I've been contemplating changes to my asset allocation. Right now, I have $10,000 in a c.d. that will mature in a month, $8,041 in online savings, enough money in checking to get me through the end of the semester but not a lot extra, one $50 I Bond I bought a couple of years ago, $8 in my wallet, and a bank full of miscellaneous coins. I'll get a $2,000 signing bonus as part of a fellowship in June as well and will start a teaching job making around $27,000 to $35,000 a year this fall.
I know moving, paying deposits, and buying supplies for my classroom will take a bite out of my savings. I'm also planning to put $5,000 in a Roth asap since this will be the first year I'll have earned income instead of fellowship income. Even after doing that, I'll be left with a substantial amount of money.
There's the dismaying possibility that my astonishingly reliable 1999 Ford Taurus with 111,000 miles on it will need big repairs or even replacement in the next couple of years. In addition, I won't feel comfortable without some reserves for emergencies.
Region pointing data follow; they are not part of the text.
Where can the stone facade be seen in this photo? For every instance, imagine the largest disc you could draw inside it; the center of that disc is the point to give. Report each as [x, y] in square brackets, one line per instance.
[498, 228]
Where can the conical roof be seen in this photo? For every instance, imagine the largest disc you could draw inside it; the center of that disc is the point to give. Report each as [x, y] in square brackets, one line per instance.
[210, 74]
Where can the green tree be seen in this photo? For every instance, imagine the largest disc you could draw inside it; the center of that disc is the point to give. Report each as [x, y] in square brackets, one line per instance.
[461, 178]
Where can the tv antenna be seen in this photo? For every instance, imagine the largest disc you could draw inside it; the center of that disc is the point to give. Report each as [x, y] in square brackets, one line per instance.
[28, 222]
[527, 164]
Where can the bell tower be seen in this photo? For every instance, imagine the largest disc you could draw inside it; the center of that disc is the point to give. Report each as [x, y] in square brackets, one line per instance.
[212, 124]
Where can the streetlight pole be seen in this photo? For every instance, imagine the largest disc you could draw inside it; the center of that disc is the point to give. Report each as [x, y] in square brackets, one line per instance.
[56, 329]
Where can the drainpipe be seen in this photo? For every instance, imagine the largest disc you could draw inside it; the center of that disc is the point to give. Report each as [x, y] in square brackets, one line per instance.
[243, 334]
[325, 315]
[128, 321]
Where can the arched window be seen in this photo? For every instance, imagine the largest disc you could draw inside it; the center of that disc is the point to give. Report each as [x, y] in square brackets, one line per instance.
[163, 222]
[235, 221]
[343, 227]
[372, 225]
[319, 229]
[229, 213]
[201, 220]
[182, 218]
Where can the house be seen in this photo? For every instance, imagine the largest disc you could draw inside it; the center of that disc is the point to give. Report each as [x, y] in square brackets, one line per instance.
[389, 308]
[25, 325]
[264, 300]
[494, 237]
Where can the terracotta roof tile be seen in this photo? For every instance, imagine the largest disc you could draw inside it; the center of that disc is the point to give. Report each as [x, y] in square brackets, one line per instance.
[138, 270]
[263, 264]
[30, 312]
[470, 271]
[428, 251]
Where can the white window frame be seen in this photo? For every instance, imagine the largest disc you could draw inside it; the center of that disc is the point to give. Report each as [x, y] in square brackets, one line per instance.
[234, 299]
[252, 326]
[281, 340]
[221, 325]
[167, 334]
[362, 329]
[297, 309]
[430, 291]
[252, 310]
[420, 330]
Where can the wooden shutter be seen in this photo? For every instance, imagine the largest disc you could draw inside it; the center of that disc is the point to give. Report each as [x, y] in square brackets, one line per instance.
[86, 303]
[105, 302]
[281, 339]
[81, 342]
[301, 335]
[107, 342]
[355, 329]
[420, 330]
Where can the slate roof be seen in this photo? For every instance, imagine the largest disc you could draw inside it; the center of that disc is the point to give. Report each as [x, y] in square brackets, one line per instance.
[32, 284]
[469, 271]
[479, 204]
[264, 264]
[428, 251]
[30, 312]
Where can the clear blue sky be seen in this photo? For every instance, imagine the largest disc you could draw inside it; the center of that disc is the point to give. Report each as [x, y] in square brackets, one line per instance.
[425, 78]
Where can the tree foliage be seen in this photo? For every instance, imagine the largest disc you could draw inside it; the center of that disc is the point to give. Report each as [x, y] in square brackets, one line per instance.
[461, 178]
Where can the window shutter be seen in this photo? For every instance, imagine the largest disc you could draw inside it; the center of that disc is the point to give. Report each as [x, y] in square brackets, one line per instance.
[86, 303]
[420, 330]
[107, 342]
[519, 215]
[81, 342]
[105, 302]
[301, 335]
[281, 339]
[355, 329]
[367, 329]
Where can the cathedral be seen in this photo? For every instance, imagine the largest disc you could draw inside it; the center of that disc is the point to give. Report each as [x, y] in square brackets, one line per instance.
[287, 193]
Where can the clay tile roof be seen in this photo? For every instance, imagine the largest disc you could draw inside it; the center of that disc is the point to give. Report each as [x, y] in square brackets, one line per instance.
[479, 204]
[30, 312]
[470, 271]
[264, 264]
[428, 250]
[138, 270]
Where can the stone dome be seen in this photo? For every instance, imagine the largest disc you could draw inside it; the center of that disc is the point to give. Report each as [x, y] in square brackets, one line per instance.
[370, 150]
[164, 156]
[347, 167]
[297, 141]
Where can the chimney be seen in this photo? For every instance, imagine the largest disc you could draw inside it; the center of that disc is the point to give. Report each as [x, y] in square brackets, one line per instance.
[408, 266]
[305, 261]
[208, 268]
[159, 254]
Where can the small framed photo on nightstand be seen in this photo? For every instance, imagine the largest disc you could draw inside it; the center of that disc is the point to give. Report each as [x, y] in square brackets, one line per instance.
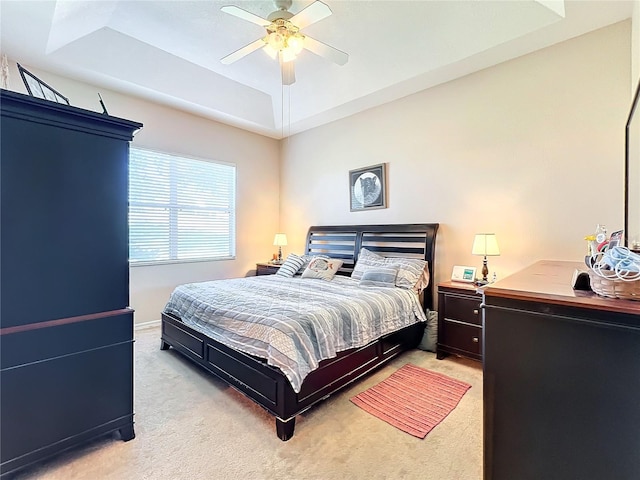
[463, 274]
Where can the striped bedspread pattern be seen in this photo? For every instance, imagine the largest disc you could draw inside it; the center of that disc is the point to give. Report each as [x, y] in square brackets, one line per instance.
[293, 323]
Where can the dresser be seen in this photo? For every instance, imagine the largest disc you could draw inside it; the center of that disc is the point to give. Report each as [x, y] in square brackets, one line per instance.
[561, 379]
[459, 320]
[66, 329]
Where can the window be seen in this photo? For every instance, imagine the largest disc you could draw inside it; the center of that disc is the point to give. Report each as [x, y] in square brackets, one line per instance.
[180, 209]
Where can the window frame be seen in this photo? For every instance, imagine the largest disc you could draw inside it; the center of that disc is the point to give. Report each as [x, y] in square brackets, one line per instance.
[173, 213]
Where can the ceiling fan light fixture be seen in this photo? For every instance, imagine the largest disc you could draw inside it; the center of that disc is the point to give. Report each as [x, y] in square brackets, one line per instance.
[296, 42]
[273, 53]
[288, 54]
[276, 41]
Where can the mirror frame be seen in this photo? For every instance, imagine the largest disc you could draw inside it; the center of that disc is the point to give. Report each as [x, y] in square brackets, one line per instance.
[632, 189]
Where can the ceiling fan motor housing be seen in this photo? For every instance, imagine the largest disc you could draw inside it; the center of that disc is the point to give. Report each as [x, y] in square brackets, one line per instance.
[283, 6]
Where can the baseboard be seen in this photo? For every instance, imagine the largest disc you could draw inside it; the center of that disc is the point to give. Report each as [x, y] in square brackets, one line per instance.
[143, 325]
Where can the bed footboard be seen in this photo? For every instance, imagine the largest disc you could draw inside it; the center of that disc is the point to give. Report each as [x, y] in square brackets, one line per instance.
[268, 386]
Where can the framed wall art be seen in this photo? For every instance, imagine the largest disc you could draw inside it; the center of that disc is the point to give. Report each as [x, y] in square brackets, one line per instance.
[368, 188]
[37, 88]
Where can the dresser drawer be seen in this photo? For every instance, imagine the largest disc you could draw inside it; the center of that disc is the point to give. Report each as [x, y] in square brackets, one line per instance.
[463, 309]
[462, 337]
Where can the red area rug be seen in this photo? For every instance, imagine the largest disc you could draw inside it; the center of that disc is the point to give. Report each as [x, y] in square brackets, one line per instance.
[413, 399]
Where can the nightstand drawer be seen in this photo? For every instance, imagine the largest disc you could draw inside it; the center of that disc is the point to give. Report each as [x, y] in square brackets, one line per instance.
[463, 337]
[463, 309]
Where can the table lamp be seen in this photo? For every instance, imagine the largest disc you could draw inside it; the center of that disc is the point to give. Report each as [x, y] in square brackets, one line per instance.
[485, 244]
[280, 240]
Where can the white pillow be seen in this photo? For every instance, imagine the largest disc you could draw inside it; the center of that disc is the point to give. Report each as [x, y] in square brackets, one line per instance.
[322, 268]
[379, 277]
[413, 273]
[367, 260]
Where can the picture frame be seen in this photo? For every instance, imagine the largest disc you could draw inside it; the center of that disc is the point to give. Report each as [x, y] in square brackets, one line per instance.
[368, 188]
[39, 89]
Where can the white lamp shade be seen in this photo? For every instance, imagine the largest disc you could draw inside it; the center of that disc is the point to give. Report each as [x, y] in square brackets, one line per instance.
[485, 244]
[280, 240]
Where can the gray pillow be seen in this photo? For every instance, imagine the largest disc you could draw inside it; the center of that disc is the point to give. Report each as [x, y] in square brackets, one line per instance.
[413, 273]
[322, 268]
[379, 277]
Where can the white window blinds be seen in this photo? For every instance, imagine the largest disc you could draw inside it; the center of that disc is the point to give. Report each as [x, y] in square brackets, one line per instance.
[180, 209]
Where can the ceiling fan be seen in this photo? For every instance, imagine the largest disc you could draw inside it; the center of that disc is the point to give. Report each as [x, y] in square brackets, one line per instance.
[283, 38]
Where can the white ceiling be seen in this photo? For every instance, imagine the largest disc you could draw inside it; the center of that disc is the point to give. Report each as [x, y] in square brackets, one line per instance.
[170, 51]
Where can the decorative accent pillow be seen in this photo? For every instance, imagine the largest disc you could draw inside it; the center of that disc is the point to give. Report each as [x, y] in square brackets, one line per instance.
[367, 260]
[379, 277]
[322, 268]
[290, 266]
[413, 273]
[306, 259]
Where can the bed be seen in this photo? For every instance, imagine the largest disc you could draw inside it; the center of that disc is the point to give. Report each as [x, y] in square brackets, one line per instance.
[272, 387]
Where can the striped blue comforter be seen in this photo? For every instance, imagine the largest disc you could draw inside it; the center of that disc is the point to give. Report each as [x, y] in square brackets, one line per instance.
[293, 323]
The big question is: how big should these reserves be?
My mother told me that she and my father always felt that $10,000 was the minimum they needed, and I've had that in mind as a goal. They arrived at that figure many years ago so inflation is an issue, but they also had a mortgage and two small kids back then. Lately, I've started wondering whether I really need that much on top of the car fund as I'd previously assumed.
Let's say the worst happens and my car requires repairs that cost far, far more than its value and I end up deciding that replacing it is the better option. If I have a grand total of $10,000 in savings, I can get a good newer used car for $6,000 and still have more than three months living expenses in reserve while I begin to build the account back up. That doesn't sound like the height of recklessness, does it?
It isn't as though I'd be forgoing the larger emergency fund in favor of lavish meals, shiny baubles, and a great dvd collection. The whole reason for keeping less in an e-fund is to be able to put more toward big, more distant goals like a house and retirement where it makes sense to take a bit more risk and/or sacrifice some liquidity to pursue higher returns. It all makes good sense, but I'm still reluctant to leave behind the security of a huge emergency fund.